While making coffee, plates fly out of the cupboards at her and she screams at her husband’s ghost in rage.

 

Then, Frances (Patricia Charbonneau), Marnie’s bitter sister arrives with documents in hand that need her signature. Marnie is excited to see her sister but she’s angry. Angry that their mother bankrupted herself to pay for Marnie’s defense, then died and her life insurance was used to pay for Marnie’s house.

 

Later, Marnie calls the delivery guy, Joey (Ed Westwick) to get her some library books and he befriends her and refuses to leave once he sees her bruised face. He wants to hear the story and so she tells him. About the abuse, about everything.

 

As she continues cleaning out her husband’s things to get rid of his spirit, the light flickers and her dead husband arrives again. Beating her and slamming her around the basement. Shanks hears Marnie’s screams and he’s convinced someone else is in the house, perhaps the someone who killed Mike and is forcing Marnie to take the rap and now that person must be attacking her.

 

Every time Marnie’s husband returns to hurt her, the blood stain also returns.
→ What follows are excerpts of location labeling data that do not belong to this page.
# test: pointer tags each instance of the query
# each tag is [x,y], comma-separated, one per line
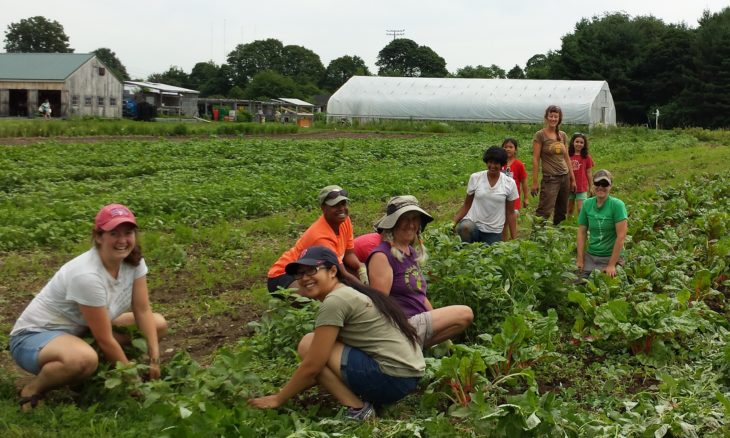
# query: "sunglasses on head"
[336,193]
[309,271]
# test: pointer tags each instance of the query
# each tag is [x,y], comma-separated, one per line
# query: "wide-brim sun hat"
[332,195]
[397,206]
[312,256]
[112,215]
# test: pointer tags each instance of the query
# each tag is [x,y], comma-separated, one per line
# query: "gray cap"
[603,175]
[332,195]
[396,207]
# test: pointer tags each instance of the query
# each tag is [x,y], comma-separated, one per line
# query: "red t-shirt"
[319,233]
[519,174]
[581,166]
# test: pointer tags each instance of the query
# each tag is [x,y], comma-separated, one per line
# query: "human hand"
[267,402]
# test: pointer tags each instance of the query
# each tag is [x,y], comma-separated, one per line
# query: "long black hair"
[384,304]
[571,148]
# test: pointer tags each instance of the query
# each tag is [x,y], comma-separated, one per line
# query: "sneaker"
[366,412]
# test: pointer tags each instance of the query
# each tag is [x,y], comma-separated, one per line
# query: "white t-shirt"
[83,280]
[488,209]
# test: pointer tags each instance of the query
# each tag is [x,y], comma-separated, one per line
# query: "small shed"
[368,98]
[294,110]
[168,99]
[75,84]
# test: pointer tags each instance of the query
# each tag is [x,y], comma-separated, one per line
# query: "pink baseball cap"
[110,216]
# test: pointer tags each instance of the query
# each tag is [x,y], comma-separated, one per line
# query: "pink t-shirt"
[581,166]
[365,244]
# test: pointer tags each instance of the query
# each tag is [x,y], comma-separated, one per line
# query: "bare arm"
[581,246]
[101,328]
[621,228]
[468,200]
[146,323]
[306,374]
[380,273]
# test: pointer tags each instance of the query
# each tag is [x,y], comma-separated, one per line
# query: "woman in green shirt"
[603,221]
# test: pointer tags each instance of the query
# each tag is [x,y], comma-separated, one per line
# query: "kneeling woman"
[363,350]
[92,292]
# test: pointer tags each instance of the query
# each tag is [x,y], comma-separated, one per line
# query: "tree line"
[681,71]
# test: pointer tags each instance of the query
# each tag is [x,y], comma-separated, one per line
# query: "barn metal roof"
[40,66]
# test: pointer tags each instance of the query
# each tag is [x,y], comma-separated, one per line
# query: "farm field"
[644,354]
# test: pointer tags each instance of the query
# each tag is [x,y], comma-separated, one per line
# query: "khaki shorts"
[423,324]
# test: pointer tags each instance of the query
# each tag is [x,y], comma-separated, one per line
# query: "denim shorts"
[362,374]
[25,347]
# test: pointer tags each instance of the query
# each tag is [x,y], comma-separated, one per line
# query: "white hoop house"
[371,98]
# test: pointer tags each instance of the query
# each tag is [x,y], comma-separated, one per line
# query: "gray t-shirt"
[83,280]
[364,327]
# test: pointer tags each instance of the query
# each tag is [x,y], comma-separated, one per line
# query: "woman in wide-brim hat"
[394,268]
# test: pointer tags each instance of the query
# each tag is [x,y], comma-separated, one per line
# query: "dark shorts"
[361,373]
[281,282]
[25,348]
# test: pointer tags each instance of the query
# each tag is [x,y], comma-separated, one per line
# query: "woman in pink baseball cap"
[88,295]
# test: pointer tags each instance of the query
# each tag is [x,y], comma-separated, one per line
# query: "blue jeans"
[469,233]
[362,374]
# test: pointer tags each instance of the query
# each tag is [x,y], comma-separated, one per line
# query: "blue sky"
[161,33]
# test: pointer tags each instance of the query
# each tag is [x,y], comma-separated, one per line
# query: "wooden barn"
[75,84]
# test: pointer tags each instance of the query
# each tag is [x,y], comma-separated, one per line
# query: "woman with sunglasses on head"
[582,167]
[603,222]
[394,269]
[88,295]
[363,351]
[549,148]
[333,230]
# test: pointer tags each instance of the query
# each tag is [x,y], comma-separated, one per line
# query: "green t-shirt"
[601,223]
[364,327]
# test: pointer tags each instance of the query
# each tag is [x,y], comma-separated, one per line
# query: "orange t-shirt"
[319,233]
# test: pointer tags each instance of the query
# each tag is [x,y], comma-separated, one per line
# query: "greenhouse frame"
[374,98]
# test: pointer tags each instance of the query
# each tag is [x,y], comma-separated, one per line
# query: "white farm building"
[371,98]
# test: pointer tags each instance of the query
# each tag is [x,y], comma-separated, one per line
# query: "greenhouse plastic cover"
[502,100]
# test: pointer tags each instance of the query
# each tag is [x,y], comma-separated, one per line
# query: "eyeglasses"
[309,271]
[336,193]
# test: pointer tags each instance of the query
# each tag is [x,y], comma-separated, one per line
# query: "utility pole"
[395,33]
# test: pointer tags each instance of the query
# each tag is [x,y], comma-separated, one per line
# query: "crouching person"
[91,293]
[363,351]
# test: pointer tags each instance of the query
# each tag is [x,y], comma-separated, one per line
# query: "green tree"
[36,35]
[174,76]
[341,69]
[404,57]
[110,59]
[301,64]
[269,84]
[481,71]
[246,60]
[516,73]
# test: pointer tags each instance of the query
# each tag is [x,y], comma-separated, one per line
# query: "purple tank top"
[409,284]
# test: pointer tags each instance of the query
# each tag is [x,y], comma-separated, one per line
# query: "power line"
[395,32]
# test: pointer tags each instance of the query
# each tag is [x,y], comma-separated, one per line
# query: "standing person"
[516,169]
[45,109]
[91,293]
[333,230]
[489,203]
[548,148]
[394,268]
[604,221]
[582,169]
[363,351]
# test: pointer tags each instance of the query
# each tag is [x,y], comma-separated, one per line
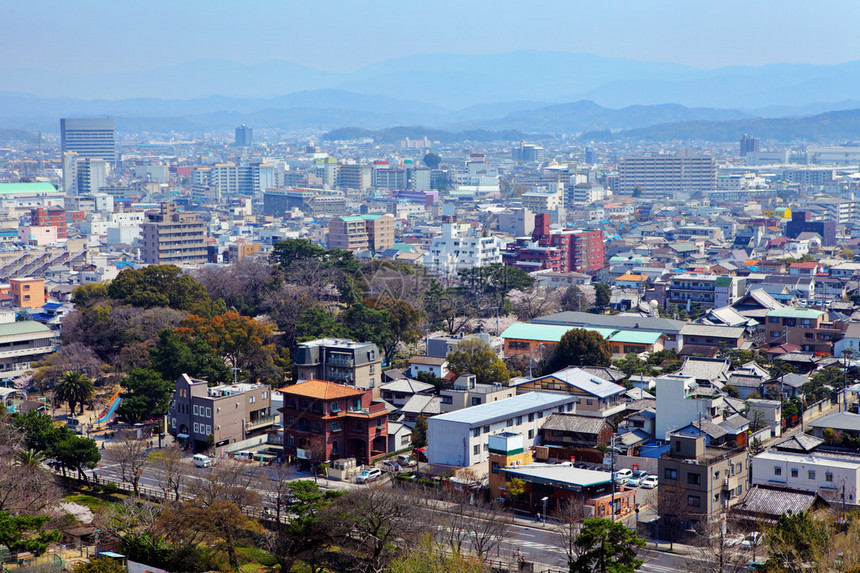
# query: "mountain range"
[531,92]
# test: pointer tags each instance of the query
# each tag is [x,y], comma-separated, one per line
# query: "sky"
[129,35]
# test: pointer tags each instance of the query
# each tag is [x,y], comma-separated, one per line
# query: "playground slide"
[109,411]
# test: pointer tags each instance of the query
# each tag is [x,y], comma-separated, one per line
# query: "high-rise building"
[171,237]
[89,138]
[244,135]
[374,232]
[750,145]
[657,177]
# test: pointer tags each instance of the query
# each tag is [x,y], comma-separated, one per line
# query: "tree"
[432,160]
[160,285]
[606,546]
[573,299]
[475,356]
[25,533]
[175,355]
[602,295]
[147,395]
[76,453]
[419,433]
[580,347]
[74,388]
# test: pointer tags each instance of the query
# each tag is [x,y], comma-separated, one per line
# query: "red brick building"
[327,421]
[558,251]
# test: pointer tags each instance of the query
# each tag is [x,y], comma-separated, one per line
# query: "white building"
[680,401]
[461,438]
[827,474]
[459,247]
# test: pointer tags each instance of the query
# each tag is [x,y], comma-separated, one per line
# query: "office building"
[201,416]
[171,237]
[89,138]
[750,145]
[374,232]
[244,136]
[658,177]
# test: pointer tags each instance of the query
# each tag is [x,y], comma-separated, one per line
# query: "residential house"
[596,397]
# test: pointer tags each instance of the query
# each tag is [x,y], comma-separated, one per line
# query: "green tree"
[175,355]
[432,160]
[75,388]
[475,356]
[101,565]
[602,294]
[76,453]
[147,395]
[159,285]
[579,347]
[25,533]
[419,433]
[606,546]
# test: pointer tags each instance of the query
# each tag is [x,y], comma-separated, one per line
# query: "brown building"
[27,292]
[171,237]
[327,421]
[347,362]
[374,232]
[698,482]
[204,416]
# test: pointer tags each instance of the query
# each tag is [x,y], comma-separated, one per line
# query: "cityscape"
[533,304]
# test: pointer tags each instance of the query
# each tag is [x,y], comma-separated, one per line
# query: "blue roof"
[502,409]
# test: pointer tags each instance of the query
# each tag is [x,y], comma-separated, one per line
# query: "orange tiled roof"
[321,389]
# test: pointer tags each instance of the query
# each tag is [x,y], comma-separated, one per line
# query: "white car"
[648,482]
[368,476]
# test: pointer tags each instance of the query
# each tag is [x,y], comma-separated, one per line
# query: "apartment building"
[327,421]
[357,364]
[699,482]
[171,237]
[665,176]
[202,416]
[374,232]
[461,438]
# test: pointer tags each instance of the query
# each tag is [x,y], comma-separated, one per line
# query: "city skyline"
[342,36]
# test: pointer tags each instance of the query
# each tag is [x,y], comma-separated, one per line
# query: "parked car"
[636,479]
[648,482]
[390,466]
[368,476]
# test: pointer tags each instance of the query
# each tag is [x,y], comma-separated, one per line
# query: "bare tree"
[372,523]
[171,470]
[570,513]
[131,458]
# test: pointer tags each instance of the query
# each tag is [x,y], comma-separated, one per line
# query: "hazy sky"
[117,35]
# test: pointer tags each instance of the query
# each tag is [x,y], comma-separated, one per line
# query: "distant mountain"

Then she finds a lot of evidence that her husband wasn’t just a cop but a dirty one. No one can help her, not the police, not the church, she’s on her own and he’s more active and violent than ever. Soon it’s not enough to hurt her. When she sleeps with someone else, the spirit of Marnie’s ex brutalizes that man to death, right in front of her.

 

Then Mikey is out to get everyone who gets between him and his wife.

 

 

This is directed by Eric Red and it is violent. The violence is graphic but there’s not a lot of blood or gore until the end, then it’s gruesome. The CG and effects are pretty good too. There’s also an adult scene. It’s a good invisible man movie done well with a small cast!